Verma noted that the immaturity of current AI models, along with their limited capacity to navigate complex tasks or follow nuanced instructions over time, has led to disillusionment in many organizations.
“Most agentic AI propositions lack significant value or return on investment,” she said, adding that many implementations are failing to meet real-world business needs.
Rise of “Agent Washing”
The report also highlights a troubling trend of "agent washing" — where vendors rebrand traditional AI assistants or chatbots as agentic AI solutions despite lacking true autonomous capabilities. According to Gartner, while there are thousands of companies claiming to offer agentic AI, only around 130 have legitimate agentic functionality.

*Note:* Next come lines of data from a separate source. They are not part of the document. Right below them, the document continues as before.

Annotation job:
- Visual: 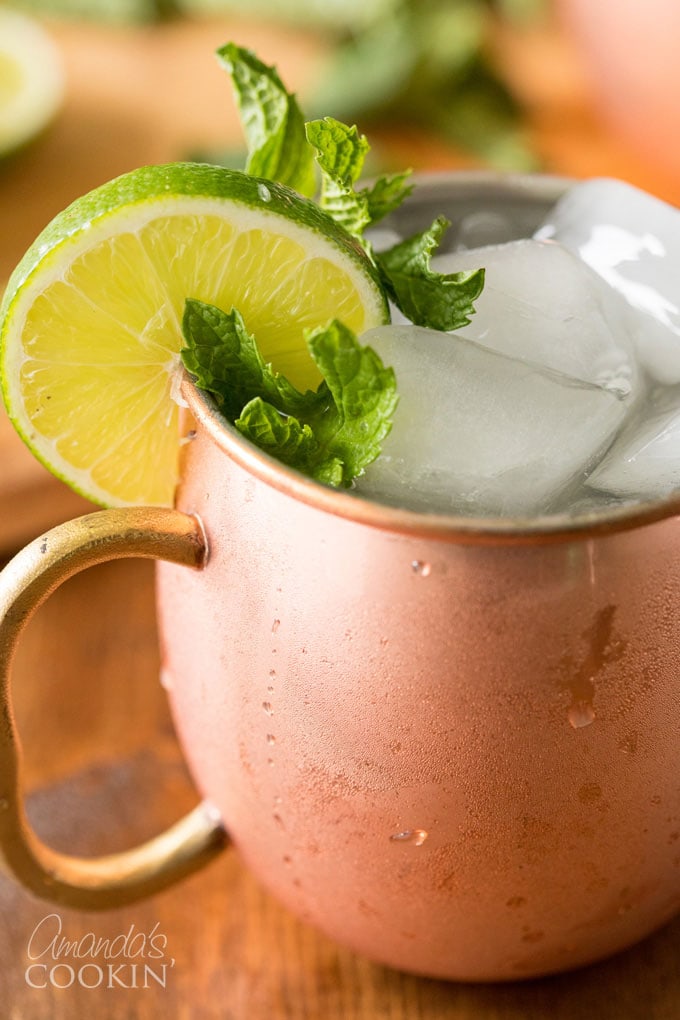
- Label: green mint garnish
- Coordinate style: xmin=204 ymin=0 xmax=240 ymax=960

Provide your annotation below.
xmin=181 ymin=43 xmax=484 ymax=487
xmin=217 ymin=43 xmax=316 ymax=197
xmin=181 ymin=300 xmax=397 ymax=487
xmin=306 ymin=117 xmax=413 ymax=239
xmin=376 ymin=216 xmax=484 ymax=332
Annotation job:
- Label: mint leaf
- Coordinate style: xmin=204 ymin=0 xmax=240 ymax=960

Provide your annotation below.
xmin=306 ymin=117 xmax=371 ymax=236
xmin=217 ymin=43 xmax=316 ymax=197
xmin=375 ymin=216 xmax=484 ymax=332
xmin=180 ymin=299 xmax=314 ymax=421
xmin=366 ymin=170 xmax=414 ymax=223
xmin=233 ymin=397 xmax=316 ymax=466
xmin=180 ymin=300 xmax=397 ymax=486
xmin=307 ymin=319 xmax=397 ymax=486
xmin=306 ymin=117 xmax=413 ymax=238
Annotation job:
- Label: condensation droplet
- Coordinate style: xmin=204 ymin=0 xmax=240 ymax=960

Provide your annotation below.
xmin=160 ymin=669 xmax=172 ymax=691
xmin=568 ymin=702 xmax=595 ymax=729
xmin=389 ymin=829 xmax=429 ymax=847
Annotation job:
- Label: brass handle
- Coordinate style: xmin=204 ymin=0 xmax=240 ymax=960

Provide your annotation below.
xmin=0 ymin=507 xmax=226 ymax=910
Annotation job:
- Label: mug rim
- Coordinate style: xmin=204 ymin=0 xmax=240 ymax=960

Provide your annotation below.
xmin=181 ymin=169 xmax=680 ymax=545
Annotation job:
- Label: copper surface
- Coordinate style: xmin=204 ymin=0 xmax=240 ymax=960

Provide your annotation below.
xmin=2 ymin=175 xmax=680 ymax=980
xmin=0 ymin=508 xmax=224 ymax=909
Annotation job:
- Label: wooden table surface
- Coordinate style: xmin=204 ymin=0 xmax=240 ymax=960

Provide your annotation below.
xmin=0 ymin=9 xmax=680 ymax=1020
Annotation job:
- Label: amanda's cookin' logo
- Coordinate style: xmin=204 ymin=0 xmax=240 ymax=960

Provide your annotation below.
xmin=24 ymin=914 xmax=174 ymax=988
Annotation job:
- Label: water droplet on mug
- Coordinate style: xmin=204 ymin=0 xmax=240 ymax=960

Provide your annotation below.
xmin=389 ymin=829 xmax=429 ymax=847
xmin=160 ymin=669 xmax=172 ymax=691
xmin=568 ymin=702 xmax=595 ymax=729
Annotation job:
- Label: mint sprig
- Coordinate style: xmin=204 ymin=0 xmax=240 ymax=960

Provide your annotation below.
xmin=376 ymin=216 xmax=484 ymax=332
xmin=181 ymin=300 xmax=397 ymax=487
xmin=217 ymin=43 xmax=316 ymax=197
xmin=188 ymin=43 xmax=484 ymax=487
xmin=306 ymin=117 xmax=413 ymax=240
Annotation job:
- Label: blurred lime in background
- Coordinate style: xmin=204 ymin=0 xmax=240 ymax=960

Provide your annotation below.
xmin=3 ymin=0 xmax=547 ymax=170
xmin=0 ymin=7 xmax=64 ymax=157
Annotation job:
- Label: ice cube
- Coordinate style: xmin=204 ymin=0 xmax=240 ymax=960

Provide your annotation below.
xmin=356 ymin=325 xmax=630 ymax=516
xmin=432 ymin=239 xmax=639 ymax=394
xmin=536 ymin=179 xmax=680 ymax=385
xmin=587 ymin=388 xmax=680 ymax=499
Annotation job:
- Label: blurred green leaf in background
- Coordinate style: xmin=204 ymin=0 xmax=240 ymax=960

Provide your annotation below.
xmin=3 ymin=0 xmax=547 ymax=170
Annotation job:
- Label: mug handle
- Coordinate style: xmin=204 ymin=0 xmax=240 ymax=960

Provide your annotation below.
xmin=0 ymin=507 xmax=227 ymax=910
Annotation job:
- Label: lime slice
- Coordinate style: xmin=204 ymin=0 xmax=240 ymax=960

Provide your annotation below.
xmin=0 ymin=163 xmax=387 ymax=506
xmin=0 ymin=7 xmax=63 ymax=156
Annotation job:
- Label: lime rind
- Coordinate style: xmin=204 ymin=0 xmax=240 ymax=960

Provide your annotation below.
xmin=0 ymin=163 xmax=388 ymax=506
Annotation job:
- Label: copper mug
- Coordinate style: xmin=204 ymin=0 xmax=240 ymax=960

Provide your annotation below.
xmin=0 ymin=174 xmax=680 ymax=981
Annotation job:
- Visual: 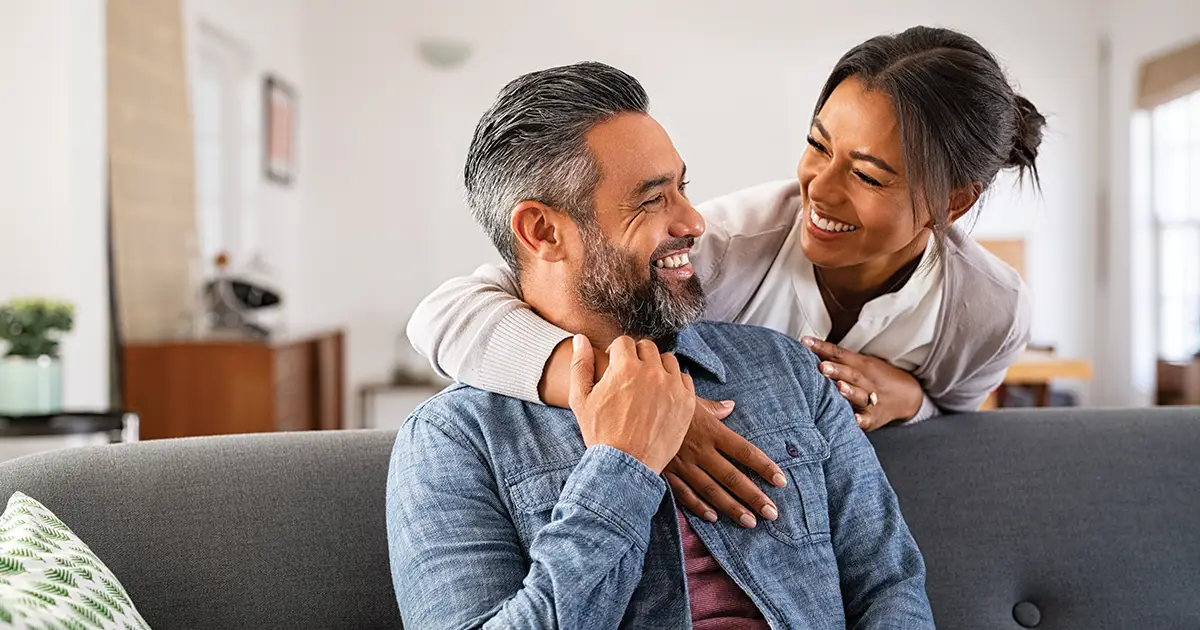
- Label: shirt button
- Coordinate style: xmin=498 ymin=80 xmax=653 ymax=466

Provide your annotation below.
xmin=1013 ymin=601 xmax=1042 ymax=628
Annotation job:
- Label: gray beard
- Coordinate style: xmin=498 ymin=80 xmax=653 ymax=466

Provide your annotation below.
xmin=575 ymin=230 xmax=706 ymax=348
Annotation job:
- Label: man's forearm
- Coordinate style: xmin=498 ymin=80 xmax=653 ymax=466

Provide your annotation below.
xmin=468 ymin=446 xmax=666 ymax=629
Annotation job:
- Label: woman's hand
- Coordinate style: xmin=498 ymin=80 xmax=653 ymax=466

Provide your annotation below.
xmin=665 ymin=397 xmax=787 ymax=528
xmin=800 ymin=337 xmax=925 ymax=431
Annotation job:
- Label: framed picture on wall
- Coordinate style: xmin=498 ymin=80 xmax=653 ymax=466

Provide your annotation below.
xmin=263 ymin=74 xmax=296 ymax=184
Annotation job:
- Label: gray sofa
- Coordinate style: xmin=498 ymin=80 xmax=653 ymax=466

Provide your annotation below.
xmin=0 ymin=408 xmax=1200 ymax=630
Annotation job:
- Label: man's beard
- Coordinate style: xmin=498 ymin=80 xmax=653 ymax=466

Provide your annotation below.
xmin=576 ymin=230 xmax=704 ymax=348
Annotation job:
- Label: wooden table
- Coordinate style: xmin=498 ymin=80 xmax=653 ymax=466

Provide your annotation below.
xmin=984 ymin=350 xmax=1092 ymax=409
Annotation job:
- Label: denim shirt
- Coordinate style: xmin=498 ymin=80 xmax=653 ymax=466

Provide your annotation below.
xmin=386 ymin=322 xmax=934 ymax=630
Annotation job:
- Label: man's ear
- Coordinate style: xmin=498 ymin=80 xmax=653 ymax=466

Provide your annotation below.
xmin=509 ymin=202 xmax=571 ymax=263
xmin=949 ymin=181 xmax=983 ymax=223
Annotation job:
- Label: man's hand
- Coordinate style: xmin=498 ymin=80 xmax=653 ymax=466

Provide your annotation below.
xmin=802 ymin=337 xmax=925 ymax=432
xmin=570 ymin=335 xmax=696 ymax=473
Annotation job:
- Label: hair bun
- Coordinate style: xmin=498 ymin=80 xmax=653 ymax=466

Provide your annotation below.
xmin=1004 ymin=95 xmax=1046 ymax=172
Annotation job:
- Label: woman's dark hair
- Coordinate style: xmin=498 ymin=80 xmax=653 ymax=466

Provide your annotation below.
xmin=814 ymin=26 xmax=1046 ymax=258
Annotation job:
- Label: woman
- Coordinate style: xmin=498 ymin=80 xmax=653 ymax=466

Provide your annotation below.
xmin=409 ymin=26 xmax=1045 ymax=521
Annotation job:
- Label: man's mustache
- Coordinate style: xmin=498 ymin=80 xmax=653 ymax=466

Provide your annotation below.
xmin=650 ymin=236 xmax=696 ymax=264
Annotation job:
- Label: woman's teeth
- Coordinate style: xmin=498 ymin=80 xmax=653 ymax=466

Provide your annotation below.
xmin=810 ymin=210 xmax=858 ymax=232
xmin=654 ymin=253 xmax=691 ymax=269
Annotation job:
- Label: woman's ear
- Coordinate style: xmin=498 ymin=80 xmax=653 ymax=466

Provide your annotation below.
xmin=509 ymin=202 xmax=570 ymax=263
xmin=949 ymin=181 xmax=983 ymax=223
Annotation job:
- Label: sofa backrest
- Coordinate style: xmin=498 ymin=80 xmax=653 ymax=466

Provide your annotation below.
xmin=871 ymin=408 xmax=1200 ymax=630
xmin=0 ymin=408 xmax=1200 ymax=630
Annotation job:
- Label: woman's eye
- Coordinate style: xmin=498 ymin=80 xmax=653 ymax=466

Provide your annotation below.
xmin=854 ymin=170 xmax=883 ymax=187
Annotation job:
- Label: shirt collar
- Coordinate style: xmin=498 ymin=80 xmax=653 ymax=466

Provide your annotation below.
xmin=673 ymin=326 xmax=726 ymax=383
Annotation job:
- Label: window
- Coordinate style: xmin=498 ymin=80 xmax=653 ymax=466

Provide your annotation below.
xmin=192 ymin=25 xmax=251 ymax=276
xmin=1152 ymin=91 xmax=1200 ymax=361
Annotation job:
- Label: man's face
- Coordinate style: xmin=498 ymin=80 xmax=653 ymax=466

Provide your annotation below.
xmin=575 ymin=114 xmax=704 ymax=341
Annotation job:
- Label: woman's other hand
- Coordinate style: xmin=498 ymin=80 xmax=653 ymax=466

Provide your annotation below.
xmin=800 ymin=337 xmax=925 ymax=431
xmin=665 ymin=397 xmax=787 ymax=528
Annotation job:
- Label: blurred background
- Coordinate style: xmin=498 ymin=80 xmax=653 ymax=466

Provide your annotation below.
xmin=0 ymin=0 xmax=1200 ymax=437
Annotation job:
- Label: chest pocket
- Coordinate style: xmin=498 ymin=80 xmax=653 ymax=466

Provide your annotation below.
xmin=748 ymin=426 xmax=829 ymax=546
xmin=509 ymin=463 xmax=575 ymax=544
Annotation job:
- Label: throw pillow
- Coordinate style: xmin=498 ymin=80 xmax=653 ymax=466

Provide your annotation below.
xmin=0 ymin=492 xmax=150 ymax=630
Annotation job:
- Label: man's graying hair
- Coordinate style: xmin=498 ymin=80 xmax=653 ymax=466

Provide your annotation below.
xmin=463 ymin=61 xmax=649 ymax=271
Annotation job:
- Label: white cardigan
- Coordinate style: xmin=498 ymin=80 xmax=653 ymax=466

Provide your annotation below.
xmin=408 ymin=180 xmax=1031 ymax=412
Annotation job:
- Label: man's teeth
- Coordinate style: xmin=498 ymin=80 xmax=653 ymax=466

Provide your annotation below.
xmin=810 ymin=210 xmax=858 ymax=232
xmin=654 ymin=253 xmax=691 ymax=269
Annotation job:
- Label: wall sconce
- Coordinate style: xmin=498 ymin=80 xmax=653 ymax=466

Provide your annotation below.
xmin=416 ymin=40 xmax=470 ymax=70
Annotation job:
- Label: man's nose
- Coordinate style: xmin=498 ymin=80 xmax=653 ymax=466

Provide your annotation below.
xmin=668 ymin=198 xmax=704 ymax=239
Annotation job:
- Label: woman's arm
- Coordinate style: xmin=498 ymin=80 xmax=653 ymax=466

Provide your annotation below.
xmin=408 ymin=265 xmax=571 ymax=407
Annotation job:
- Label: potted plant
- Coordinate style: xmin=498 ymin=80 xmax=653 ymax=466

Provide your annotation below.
xmin=0 ymin=298 xmax=74 ymax=415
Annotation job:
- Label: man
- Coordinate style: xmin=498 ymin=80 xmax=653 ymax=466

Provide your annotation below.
xmin=388 ymin=64 xmax=932 ymax=629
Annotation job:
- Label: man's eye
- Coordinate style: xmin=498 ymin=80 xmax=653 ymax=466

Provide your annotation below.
xmin=642 ymin=194 xmax=666 ymax=208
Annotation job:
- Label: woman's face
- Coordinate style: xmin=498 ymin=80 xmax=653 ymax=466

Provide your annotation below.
xmin=797 ymin=77 xmax=930 ymax=268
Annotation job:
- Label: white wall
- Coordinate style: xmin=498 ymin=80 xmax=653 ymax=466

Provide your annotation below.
xmin=0 ymin=0 xmax=109 ymax=409
xmin=1097 ymin=0 xmax=1200 ymax=404
xmin=184 ymin=0 xmax=308 ymax=323
xmin=298 ymin=0 xmax=1105 ymax=408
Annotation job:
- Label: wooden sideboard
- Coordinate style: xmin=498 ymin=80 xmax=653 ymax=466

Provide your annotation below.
xmin=121 ymin=330 xmax=344 ymax=439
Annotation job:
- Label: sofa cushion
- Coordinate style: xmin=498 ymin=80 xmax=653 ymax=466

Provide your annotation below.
xmin=0 ymin=492 xmax=149 ymax=630
xmin=0 ymin=431 xmax=400 ymax=630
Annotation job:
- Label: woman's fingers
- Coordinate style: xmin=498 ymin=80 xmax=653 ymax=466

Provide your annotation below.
xmin=664 ymin=469 xmax=716 ymax=523
xmin=838 ymin=380 xmax=871 ymax=409
xmin=673 ymin=462 xmax=758 ymax=528
xmin=714 ymin=425 xmax=787 ymax=488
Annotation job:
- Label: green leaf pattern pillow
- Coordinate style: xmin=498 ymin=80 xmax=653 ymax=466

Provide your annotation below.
xmin=0 ymin=492 xmax=150 ymax=630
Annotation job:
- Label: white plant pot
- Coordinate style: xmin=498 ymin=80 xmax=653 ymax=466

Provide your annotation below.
xmin=0 ymin=356 xmax=62 ymax=415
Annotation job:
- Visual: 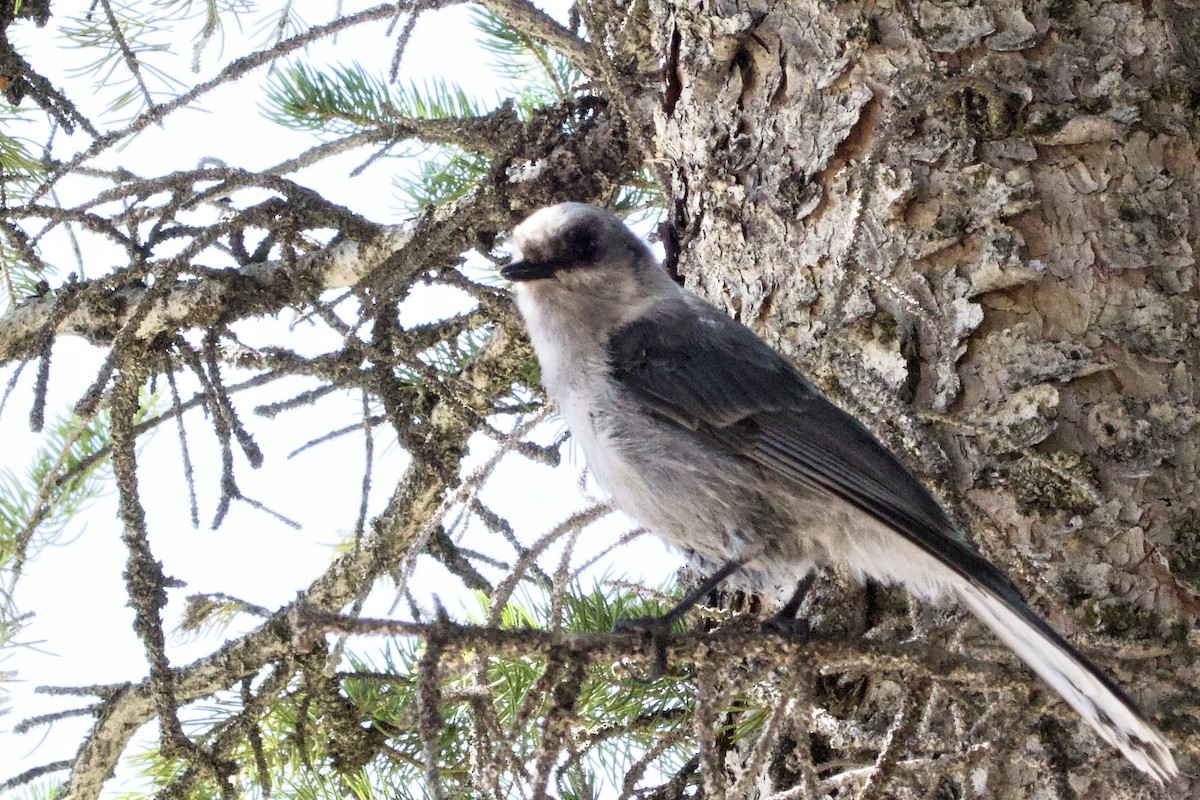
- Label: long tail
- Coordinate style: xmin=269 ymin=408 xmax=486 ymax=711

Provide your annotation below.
xmin=954 ymin=581 xmax=1180 ymax=783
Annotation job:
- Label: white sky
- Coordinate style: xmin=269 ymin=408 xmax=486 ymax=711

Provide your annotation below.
xmin=0 ymin=0 xmax=678 ymax=796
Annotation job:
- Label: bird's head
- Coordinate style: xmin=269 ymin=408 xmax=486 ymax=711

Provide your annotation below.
xmin=500 ymin=203 xmax=662 ymax=302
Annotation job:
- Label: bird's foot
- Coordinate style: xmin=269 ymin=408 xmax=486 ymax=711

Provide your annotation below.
xmin=612 ymin=614 xmax=674 ymax=684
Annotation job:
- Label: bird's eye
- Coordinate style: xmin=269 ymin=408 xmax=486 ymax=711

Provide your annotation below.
xmin=563 ymin=228 xmax=600 ymax=264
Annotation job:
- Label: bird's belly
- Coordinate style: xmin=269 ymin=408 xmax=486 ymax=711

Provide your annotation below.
xmin=564 ymin=405 xmax=757 ymax=563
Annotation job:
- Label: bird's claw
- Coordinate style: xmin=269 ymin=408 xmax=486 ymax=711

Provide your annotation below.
xmin=612 ymin=616 xmax=674 ymax=684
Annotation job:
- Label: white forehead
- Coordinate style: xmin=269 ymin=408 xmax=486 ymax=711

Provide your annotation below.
xmin=512 ymin=203 xmax=604 ymax=249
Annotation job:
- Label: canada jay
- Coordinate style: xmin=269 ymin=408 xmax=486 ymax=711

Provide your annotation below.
xmin=502 ymin=203 xmax=1178 ymax=782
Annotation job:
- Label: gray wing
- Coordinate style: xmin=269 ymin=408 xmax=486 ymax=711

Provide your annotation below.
xmin=608 ymin=303 xmax=1027 ymax=609
xmin=610 ymin=302 xmax=1161 ymax=767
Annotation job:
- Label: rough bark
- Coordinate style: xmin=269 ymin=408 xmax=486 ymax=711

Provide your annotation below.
xmin=600 ymin=0 xmax=1200 ymax=798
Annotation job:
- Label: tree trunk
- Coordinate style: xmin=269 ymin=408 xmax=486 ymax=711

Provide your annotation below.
xmin=610 ymin=0 xmax=1200 ymax=798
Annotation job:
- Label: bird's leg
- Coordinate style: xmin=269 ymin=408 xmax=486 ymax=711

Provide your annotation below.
xmin=762 ymin=571 xmax=816 ymax=643
xmin=613 ymin=559 xmax=748 ymax=680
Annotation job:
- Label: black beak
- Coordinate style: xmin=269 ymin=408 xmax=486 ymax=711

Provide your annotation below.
xmin=500 ymin=259 xmax=566 ymax=283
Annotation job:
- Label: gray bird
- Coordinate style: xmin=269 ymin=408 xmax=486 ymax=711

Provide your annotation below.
xmin=502 ymin=203 xmax=1178 ymax=783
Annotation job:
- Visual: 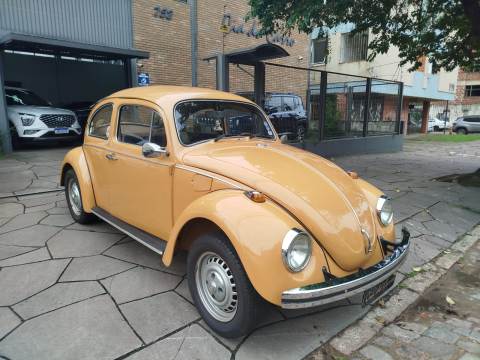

Adoption Still Expected to Grow
Despite these warnings, Gartner forecasts notable growth in the sector over the next few years:
- By 2028, 15% of day-to-day business decisions are expected to be made autonomously through agentic AI, up from virtually 0% in 2024.
- Also by 2028, 33% of enterprise software applications will include agentic AI capabilities — a steep rise from less than 1% today.
Why It Matters
The findings signal a reality check for enterprises and investors looking to capitalize on the AI boom. While agentic AI holds long-term promise, misaligned expectations, premature deployments, and underdeveloped tech threaten to derail progress in the short term.
Gartner’s guidance suggests organizations should approach agentic AI with strategic caution — investing in targeted use cases, ensuring clear business alignment, and steering clear of hype-driven deployments.
As agentic AI continues to evolve, the distinction between genuine innovation and marketing spin may prove critical to long-term success in the enterprise AI landscape.